There are precious few Intel-provided details on the new architecture, but a widely circulated document was discovered on a website owned by Konferencji Uzytkownikow KDM (the HPC User Conference). Marcin Kaczmarski, the Senior Sales Manager for central and Eastern Europe (at the time), purportedly presented the PDF at an HPC conference. A picture with Kaczmarki at a conference in front of one of the slides appears to lend some credence to the documents. However, as we were not there physically to confirm the details, we caution readers that the following technical details traipse into unconfirmed territory.
The incredible size of the processors begs the TDP question, as dense designs are particularly TDP-sensitive. The slides indicate that the Purley platform features a configurable TDP that ranges from 45 to 165W, and as the 2U system on display confirms, this can be dissipated in a dense configuration. The documents indicate that the 28-core/56-thread Purley platform will feature an on-die Intel Omni-Path architecture (a 100 Gbps fabric for HPC applications), along with the requisite 1 and 10 GbE connectivity options.
The slides also tout a persistent "all new memory architecture" that offers up to 4x the capacity of RAM and 500x the performance of NAND. These specifications do not align exactly with Intel's much-ballyhooed 3D XPoint claims of "1000x the performance and endurance of NAND with 10x the density of DRAM." The Purley presentation reportedly occurred on May 11, 2015, which is before the official 3D XPoint announcement on July 28, 2015. This suggests that Intel may have tweaked the final performance specifications between the presentation and the formal announcement.
The 2U server we observed at Computex features a total of 12 memory slots per socket, which is indicative of a new hexa-channel memory controller. This tracks well with other industry reports at Computex that Intel is laying the 3D XPoint foundation by enabling more slots for system memory on emerging platforms, such as Kaby Lake. We expect 3D XPoint-based NVDIMMs will play a large role in the Purley platform, as well.
The platform will support both E5 and E7 processors and scale to 2, 4 and 8-socket implementations. The slides indicate the new platform will offer up to 1.5x the memory bandwidth and utilize new AVX-512 instructions, along with optional QuickAssist and Cannonlake graphics and media transcode accelerators. There is also the notable mention of a new 2- and 3-channel UPI interconnect that supports 9.6 and 10.4 GT/s data transfers. The UPI acronym is undefined at this point, but many speculate that it will serve as a faster and more scalable replacement for the QPI interconnect.
All conjecture aside, the presence of Purley systems at Computex 2016 indicates that we are rapidly approaching a new platform launch. The new platform will be faster than the previous generation, but that is to be expected. The real news is that Intel is embracing FPGAs to counter the death of Moore's law.
Intel will likely deploy FPGAs, and other accelerators, on an as-needed basis for large custom orders, so it may be a modular architecture.
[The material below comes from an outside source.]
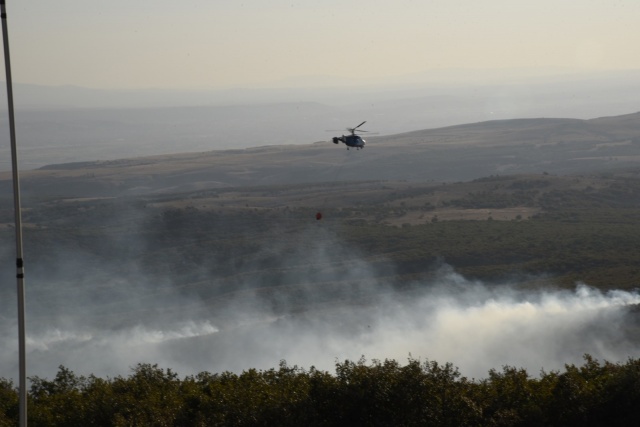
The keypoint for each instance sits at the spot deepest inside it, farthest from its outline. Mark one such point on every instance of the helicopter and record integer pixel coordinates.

There might be standard SKUs with FPGAs, as well. We are likely more than a year away from an enthusiast-targeted Purley implementation, and frankly, it would be hard to imagine it including FPGAs. In either case, it will certainly be interesting to see what Intel has in store.
Paul Alcorn is a Contributing Editor for Tom's Hardware, covering Storage. Follow him on Twitter and Google+.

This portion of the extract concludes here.